NBA should consider creating its own Hall
What the Hall of Fame did to Dominique Wilkins is akin to Cooperstown ignoring a player with 3,000 hits and selecting his batting coach instead.
The Basketball Hall of Fame, or as I call it, the College Coaches Hall of Fame, lost any remaining shred of credibility this week with the announcement that this year's inductees included three college coaches but no NBA players. Superstar Dominique Wilkins was among those inexplicably denied entry.
This year's class (Jim Boeheim, Jim Calhoun, Sue Ginter, Hubie Brown and Hortencia de Fantima Marcari) represents the perfect storm, a selection so egregiously flawed that one hopes it will compel the institution to reform itself.
Now before you Big East fans get your shorts in a wad, just do me a favor: Compare the list of college coaches in the Hall with the list of pro players and coaches. The NBA is a higher, more difficult level than college hoops, as countless Tim Floyds and Rick Pitinos prove every year, but you'd never know that from a trip to Springfield.

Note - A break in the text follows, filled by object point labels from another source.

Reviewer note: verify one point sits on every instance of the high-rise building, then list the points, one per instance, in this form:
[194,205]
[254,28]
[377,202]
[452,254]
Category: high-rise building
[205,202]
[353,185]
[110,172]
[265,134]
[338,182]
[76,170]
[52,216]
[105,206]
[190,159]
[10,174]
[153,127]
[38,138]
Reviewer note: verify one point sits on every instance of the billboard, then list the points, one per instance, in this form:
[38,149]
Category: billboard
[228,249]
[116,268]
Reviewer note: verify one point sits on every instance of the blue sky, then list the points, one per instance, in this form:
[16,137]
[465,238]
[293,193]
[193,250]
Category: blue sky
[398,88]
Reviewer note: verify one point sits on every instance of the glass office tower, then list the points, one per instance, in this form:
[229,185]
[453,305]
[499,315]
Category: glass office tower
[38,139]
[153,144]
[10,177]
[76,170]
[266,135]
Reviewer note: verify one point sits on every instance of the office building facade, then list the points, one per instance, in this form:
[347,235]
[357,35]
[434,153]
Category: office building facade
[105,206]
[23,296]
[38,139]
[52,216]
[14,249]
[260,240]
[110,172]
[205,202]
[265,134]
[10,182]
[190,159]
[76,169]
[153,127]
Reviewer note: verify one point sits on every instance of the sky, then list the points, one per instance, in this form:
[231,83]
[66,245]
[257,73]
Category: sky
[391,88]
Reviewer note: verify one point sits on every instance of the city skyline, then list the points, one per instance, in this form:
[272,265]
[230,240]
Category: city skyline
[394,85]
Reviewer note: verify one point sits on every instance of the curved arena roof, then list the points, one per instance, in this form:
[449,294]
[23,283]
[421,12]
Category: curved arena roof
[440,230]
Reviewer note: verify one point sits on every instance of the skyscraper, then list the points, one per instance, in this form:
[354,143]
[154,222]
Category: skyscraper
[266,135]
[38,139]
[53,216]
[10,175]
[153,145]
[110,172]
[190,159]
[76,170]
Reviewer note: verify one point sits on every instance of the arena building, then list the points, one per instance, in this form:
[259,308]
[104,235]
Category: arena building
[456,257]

Included among the Pantheon are a plethora of NCAA coaches who never got near the national title game, let alone won it. But if you're an NBA coach, winning a title is the minimum standard, and even then it's no guarantee (just ask Bill Fitch or Dick Motta). Since 1997, exactly five pro coaches have been elected into the Hall of Fame, one of whom (Larry Brown) probably would have been stiffed if he hadn't also won an NCAA title. In that same span, the Hall honored 16 NCAA coaches nine from the men's game and seven from the women's game.
While it was at it, the selection committee opened the doors to two foreign coaches, and even a high school coach. Including this year's class, there are 74 coaches in the Hall, of whom exactly 10 did the majority of their work in the NBA. Can you imagine going to Cooperstown and seeing that Triple-A managers outnumbered their major-league counterparts by six to one? Yet that's effectively what the Basketball Hall of Fame has done.